Creating an ISO with GRUB and Your kernel as an elf File

Source Material and Usage

The following article contains a very good explanation about how to create an iso image that contains the GRUB bootloader to load your own kernel which has the elf file format.

Just type make in the folder. It will run the makefile that creates an iso image. You should create a cross compiler for 32 bit x86 code using the System V ABI for the kernel binary to be created correctly. See this Article.

You can then run that iso image on Ubuntu with either VirtualBox, bochs or qemu.

For qemu, first install qemu:

sudo apt-get install qemu
sudo apt-get install qemu-system-i386

Then start qemu using the iso file:

qemu-system-i386 -m 2G -cdrom image.iso

For VirtualBox, you can install VirtualBox via the Ubuntu activities search box. Then in the graphical user interface create a virtual machine and configure it to have your iso loaded in the cdrom drive and start it.

Bootloader and Kernel

The GRUB bootloader implements the Multiboot specification. The multiboot specification describes how a bootloader and a kernel can interact with each other. Any bootloader implementing the Multiboot specification can load any operating system that also adheres to the Multiboot specification.

What does it mean for an operating system to be multiboot compliant? The specification in section “3.1 OS image format” states that the operating system kernel binary must contain a Multiboot header structure in its first 8192 bytes. The structure must be contained in the text segment. Only if after scanning the text segment this structure can be found by a multiboot bootloader, the bootloader will recognize the binary as a kernel and list it in the list of bootable operating systems for example.

Do not confuse the Multiboot header structure with the Multiboot Information Data structure. The Multiboot header is part of the OS kernel binary and is a service for the bootloader by the kernel, whereas the Multiboot Information Data structure is passed to the kernel main function as a parameter by the bootloader and is a service by the bootloader for the operating system.

Multiboot Information Data Structure

The Multiboot specification under section “3.3 Boot information format” says

Upon entry to the operating system, the EBX register contains the physical address of a Multiboot information data structure, through which the boot loader communicates vital information to the operating system. The operating system can use or ignore any parts of the structure as it chooses; all information passed by the boot loader is advisory only.
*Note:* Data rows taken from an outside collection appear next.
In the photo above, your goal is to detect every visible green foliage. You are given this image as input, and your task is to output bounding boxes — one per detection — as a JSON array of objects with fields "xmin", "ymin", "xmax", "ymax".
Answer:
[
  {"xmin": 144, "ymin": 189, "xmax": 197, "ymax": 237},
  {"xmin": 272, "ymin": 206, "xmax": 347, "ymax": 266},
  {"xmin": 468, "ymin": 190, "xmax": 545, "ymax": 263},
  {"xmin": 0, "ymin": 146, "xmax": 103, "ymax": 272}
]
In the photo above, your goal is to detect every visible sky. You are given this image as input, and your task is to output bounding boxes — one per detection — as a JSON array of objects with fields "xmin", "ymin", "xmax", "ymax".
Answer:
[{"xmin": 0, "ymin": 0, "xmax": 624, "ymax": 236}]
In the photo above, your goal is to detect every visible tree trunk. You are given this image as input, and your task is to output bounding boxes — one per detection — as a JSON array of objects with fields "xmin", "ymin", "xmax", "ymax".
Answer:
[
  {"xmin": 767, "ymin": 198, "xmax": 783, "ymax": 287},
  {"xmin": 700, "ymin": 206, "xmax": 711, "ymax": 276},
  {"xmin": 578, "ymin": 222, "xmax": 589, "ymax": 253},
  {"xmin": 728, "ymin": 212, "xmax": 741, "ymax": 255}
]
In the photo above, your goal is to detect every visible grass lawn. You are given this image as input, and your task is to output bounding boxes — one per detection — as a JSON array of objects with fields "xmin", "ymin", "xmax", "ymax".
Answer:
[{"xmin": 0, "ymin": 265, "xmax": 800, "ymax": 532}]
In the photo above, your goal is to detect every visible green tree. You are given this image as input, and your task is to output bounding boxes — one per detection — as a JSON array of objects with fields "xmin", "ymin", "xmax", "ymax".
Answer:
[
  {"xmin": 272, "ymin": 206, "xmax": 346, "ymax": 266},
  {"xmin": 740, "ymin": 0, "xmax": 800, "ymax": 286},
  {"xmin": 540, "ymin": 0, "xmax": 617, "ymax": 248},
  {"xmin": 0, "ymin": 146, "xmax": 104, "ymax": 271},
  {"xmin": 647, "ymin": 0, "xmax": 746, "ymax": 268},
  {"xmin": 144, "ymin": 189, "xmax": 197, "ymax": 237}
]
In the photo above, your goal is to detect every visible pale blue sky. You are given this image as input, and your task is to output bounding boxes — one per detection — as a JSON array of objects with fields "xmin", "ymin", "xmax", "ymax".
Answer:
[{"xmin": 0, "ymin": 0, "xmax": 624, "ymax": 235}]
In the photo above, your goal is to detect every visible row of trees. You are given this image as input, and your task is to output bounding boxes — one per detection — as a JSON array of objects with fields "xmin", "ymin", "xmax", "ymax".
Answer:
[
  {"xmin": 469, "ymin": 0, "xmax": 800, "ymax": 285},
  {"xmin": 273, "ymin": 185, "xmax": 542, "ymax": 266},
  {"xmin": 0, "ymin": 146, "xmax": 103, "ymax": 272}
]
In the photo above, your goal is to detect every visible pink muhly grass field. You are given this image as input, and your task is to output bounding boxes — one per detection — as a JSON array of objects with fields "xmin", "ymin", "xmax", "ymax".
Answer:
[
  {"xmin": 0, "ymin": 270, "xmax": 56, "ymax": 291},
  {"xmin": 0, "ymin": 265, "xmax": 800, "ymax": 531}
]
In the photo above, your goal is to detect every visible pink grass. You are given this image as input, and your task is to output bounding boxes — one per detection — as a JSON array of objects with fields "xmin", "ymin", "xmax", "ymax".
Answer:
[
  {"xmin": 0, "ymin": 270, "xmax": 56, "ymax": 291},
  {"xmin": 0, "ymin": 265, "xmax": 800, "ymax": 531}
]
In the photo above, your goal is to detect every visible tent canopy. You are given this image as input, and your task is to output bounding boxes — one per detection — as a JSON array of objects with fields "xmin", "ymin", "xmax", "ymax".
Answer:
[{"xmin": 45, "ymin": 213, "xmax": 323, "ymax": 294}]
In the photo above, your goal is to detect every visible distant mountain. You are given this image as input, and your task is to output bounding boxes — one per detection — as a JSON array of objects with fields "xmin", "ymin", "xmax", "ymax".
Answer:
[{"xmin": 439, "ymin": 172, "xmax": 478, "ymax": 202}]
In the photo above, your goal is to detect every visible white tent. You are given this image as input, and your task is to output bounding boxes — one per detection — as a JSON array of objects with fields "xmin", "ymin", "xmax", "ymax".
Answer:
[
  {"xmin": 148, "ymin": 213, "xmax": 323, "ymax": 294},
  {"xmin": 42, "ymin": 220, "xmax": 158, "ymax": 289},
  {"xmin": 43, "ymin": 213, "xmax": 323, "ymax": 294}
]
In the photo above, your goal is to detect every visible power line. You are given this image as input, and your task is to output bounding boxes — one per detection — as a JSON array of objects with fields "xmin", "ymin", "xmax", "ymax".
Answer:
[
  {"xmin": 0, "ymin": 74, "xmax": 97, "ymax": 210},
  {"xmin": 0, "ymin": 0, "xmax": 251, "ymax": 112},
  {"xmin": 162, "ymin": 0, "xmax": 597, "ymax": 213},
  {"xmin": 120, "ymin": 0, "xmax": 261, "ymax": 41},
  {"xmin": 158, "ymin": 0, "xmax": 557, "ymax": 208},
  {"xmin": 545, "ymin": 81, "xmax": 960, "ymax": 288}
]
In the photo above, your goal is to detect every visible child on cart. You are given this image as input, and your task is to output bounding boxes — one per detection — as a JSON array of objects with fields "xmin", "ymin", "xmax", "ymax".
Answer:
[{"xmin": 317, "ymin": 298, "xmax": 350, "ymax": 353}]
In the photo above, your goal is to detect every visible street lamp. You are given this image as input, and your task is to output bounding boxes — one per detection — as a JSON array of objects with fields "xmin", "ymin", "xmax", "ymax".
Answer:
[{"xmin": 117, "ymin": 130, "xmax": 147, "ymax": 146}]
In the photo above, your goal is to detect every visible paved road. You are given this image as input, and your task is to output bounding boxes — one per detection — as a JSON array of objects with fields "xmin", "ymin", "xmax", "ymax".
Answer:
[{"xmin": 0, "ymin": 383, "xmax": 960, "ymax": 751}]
The Multiboot Information Data structure is a way to transfer information from the bootloader into the kernel. This way, the kernel can learn for example how much physical memory is available.
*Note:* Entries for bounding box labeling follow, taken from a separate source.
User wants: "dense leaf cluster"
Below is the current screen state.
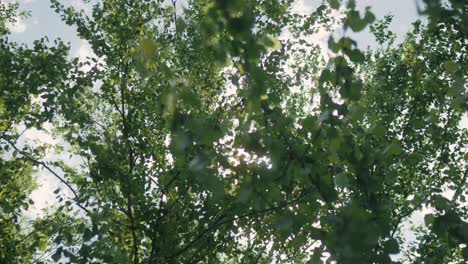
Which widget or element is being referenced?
[0,0,468,263]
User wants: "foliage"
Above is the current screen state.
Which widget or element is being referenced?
[0,0,468,263]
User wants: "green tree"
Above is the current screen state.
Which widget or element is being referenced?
[0,0,468,263]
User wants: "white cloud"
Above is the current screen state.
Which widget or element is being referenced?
[8,17,28,33]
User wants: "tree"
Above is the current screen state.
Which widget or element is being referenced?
[0,0,468,263]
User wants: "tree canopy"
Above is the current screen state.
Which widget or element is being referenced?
[0,0,468,264]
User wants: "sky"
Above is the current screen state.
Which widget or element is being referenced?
[7,0,428,213]
[2,0,467,262]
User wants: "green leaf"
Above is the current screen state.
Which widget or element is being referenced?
[334,173,350,188]
[444,61,460,73]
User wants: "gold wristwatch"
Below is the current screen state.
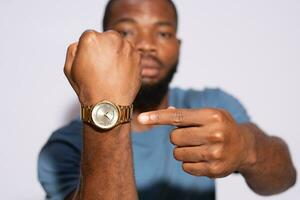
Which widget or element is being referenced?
[81,100,133,130]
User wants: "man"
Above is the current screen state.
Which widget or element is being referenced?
[39,0,296,200]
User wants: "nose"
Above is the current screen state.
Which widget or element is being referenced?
[136,33,157,55]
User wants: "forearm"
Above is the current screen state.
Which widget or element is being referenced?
[239,124,296,195]
[73,123,137,200]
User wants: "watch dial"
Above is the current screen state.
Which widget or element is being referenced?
[92,102,118,129]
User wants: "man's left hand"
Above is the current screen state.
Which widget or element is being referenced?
[138,108,254,178]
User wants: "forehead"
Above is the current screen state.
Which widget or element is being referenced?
[108,0,177,28]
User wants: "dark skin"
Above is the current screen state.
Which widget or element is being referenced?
[65,0,296,200]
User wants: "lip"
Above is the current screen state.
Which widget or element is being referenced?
[142,66,159,78]
[141,58,161,78]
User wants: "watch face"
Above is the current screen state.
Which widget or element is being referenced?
[92,101,119,129]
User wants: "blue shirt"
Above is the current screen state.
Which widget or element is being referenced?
[38,88,250,200]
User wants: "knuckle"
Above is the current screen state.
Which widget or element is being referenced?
[182,163,192,173]
[209,162,222,177]
[172,110,184,125]
[212,109,224,123]
[80,30,97,43]
[211,149,223,160]
[210,131,225,143]
[173,148,180,161]
[104,30,123,43]
[170,133,177,145]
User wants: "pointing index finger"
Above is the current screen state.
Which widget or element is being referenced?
[138,108,209,126]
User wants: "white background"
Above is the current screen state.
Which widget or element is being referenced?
[0,0,300,200]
To use it, you must define the structure. The easiest way to define the structure is to insert the official header file into your codebase. The bottom of the multiboot specification contains the header file in raw text form along with a small example operating system that shows how to use that structure.
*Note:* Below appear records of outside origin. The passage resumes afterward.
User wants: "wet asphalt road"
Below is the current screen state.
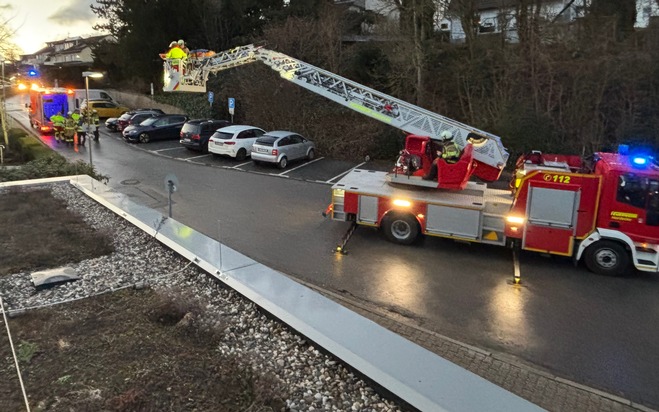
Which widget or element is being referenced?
[10,100,659,408]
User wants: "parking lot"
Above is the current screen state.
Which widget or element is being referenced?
[109,127,393,185]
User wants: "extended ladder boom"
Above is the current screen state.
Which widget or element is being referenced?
[163,45,509,181]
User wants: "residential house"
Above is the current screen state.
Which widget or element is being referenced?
[440,0,659,43]
[21,35,112,68]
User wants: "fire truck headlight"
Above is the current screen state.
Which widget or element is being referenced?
[506,216,526,225]
[394,199,412,207]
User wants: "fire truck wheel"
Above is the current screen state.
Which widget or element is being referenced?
[382,214,419,245]
[585,240,629,276]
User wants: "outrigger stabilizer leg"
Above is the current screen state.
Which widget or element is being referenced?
[334,222,358,255]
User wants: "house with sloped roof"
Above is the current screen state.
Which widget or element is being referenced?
[439,0,659,43]
[21,35,112,68]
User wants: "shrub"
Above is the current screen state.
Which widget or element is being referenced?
[0,152,110,183]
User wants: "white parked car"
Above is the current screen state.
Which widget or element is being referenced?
[252,130,316,169]
[208,125,265,160]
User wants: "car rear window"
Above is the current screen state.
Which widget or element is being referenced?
[213,132,233,140]
[181,123,199,134]
[256,135,277,146]
[140,117,159,126]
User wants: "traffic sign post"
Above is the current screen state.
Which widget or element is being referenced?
[228,97,236,123]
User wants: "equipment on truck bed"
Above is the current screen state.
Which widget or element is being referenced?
[327,151,659,275]
[29,87,72,134]
[163,44,509,184]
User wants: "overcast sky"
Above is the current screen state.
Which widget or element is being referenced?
[0,0,100,54]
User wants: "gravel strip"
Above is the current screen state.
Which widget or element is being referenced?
[0,184,402,412]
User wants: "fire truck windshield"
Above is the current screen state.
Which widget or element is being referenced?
[616,173,659,226]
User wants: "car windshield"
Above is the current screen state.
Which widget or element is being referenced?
[213,132,233,140]
[140,117,158,126]
[256,135,277,146]
[181,123,199,134]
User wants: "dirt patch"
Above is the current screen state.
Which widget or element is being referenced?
[0,189,285,411]
[0,189,114,276]
[0,290,284,411]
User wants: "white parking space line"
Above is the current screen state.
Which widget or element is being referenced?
[232,160,252,169]
[325,162,366,183]
[279,157,324,176]
[185,154,210,160]
[152,147,183,152]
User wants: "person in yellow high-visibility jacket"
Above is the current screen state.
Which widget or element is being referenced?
[64,112,76,144]
[165,41,188,71]
[50,112,64,143]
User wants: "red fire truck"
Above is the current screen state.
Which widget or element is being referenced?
[326,142,659,275]
[163,45,659,275]
[29,87,72,134]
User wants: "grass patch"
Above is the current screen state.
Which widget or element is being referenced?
[16,340,38,363]
[0,190,114,276]
[0,289,286,412]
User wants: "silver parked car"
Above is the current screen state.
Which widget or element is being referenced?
[252,130,316,169]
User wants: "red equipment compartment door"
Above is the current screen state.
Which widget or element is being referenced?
[522,182,581,256]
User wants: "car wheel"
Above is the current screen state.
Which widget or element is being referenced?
[236,149,247,161]
[585,240,630,276]
[382,213,419,245]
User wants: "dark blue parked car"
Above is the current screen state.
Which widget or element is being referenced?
[121,114,188,143]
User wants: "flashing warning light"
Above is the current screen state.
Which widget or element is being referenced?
[506,216,526,225]
[394,199,412,207]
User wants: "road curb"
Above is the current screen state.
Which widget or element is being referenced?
[294,278,657,412]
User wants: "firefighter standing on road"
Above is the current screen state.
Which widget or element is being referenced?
[89,109,101,142]
[64,112,76,145]
[71,112,85,146]
[50,112,64,143]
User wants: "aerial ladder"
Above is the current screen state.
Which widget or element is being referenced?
[163,44,509,184]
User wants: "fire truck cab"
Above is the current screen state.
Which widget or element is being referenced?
[29,87,72,134]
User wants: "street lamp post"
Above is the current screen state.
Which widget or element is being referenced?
[0,56,9,147]
[82,72,103,169]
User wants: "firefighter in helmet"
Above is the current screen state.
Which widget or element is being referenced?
[89,109,101,142]
[440,130,460,163]
[423,130,460,180]
[71,112,86,146]
[50,112,64,143]
[64,112,76,145]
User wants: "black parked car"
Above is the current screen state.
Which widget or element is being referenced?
[121,114,188,143]
[117,109,165,132]
[180,119,231,153]
[105,117,119,132]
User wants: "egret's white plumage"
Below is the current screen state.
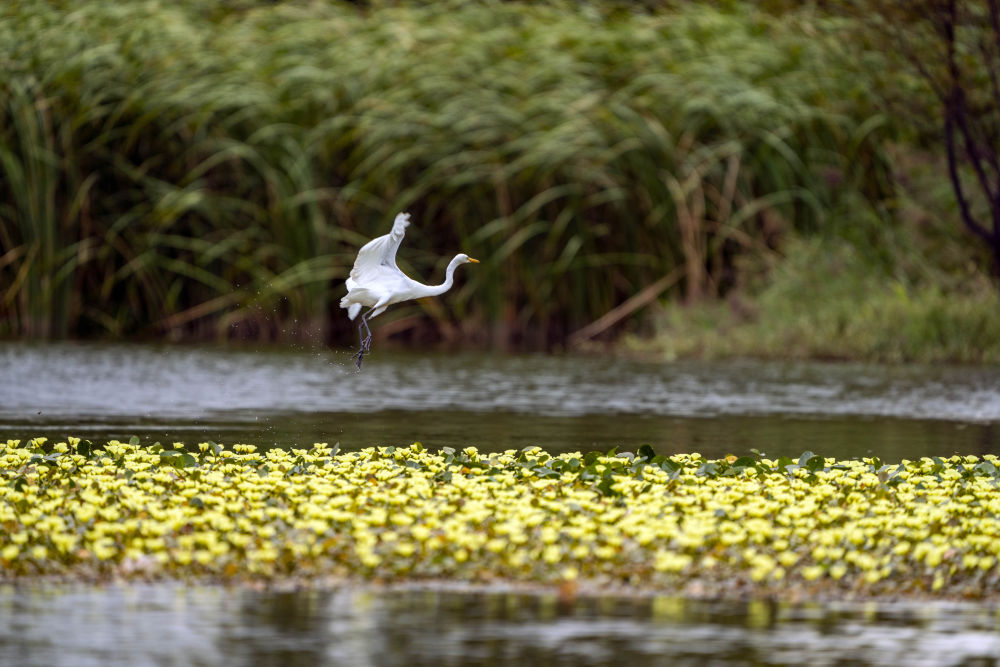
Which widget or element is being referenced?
[340,213,479,369]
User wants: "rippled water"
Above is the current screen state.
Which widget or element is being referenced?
[0,344,1000,459]
[0,344,1000,667]
[0,584,1000,667]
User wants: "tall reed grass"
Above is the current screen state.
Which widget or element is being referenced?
[0,0,887,345]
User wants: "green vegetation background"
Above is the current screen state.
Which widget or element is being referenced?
[0,0,1000,362]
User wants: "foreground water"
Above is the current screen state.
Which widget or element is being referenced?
[0,344,1000,460]
[0,344,1000,667]
[0,585,1000,667]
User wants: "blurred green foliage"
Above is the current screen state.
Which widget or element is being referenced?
[0,0,984,358]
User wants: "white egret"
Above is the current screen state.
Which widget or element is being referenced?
[340,213,479,370]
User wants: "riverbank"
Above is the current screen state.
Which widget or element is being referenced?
[7,439,1000,599]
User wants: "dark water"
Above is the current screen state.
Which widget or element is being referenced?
[0,344,1000,460]
[0,344,1000,667]
[0,585,1000,667]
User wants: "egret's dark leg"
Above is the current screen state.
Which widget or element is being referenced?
[351,308,375,371]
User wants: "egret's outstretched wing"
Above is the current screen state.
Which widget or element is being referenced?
[348,213,410,287]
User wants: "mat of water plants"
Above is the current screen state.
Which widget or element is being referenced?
[0,438,1000,598]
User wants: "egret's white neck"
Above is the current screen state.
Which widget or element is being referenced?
[423,255,470,296]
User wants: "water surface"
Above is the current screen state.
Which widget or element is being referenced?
[0,584,1000,667]
[0,343,1000,459]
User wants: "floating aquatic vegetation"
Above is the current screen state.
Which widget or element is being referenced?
[0,438,1000,597]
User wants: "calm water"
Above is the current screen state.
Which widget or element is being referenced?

Kernel Start Address – At which address will the kernel be loaded by GRUB?

There is no fixed value, it depends on what the elf file instructs GRUB to do.

The kernel binary created from the article is an elf file. The elf file format contains the address it expects to be loaded at. After loading an elf file the elf file should be under the requested address in virtual/physical memory so that all absolute addresses in the application actually point to the correct location.

GRUB is capable of loading elf binary files. If it loads a elf binary, it will load it at the physical address that the elf file requests. The linker script that creates the elf file looks like this:

OUTPUT_FORMAT(elf32-i386)
ENTRY(start)
SECTIONS
 {
   . = 1M;
   .text BLOCK(4K) : ALIGN(4K)
   {
       *(.multiboot)
       *(.text)
   }
   .data : { *(.data) }
   .bss  : { *(.bss)  }
 }

It first tells the linker to create a elf binary. Then, under the sections block, it lets the text segment start at 1M which is one megabyte = 0x00100000. The elf file will now specify that it wants the text segment to be loaded at 1M. The text segment contains the kernel’s executable code. So the kernel is loaded to 1M by GRUB in this example. You could also choose another physical address to load your kernel to.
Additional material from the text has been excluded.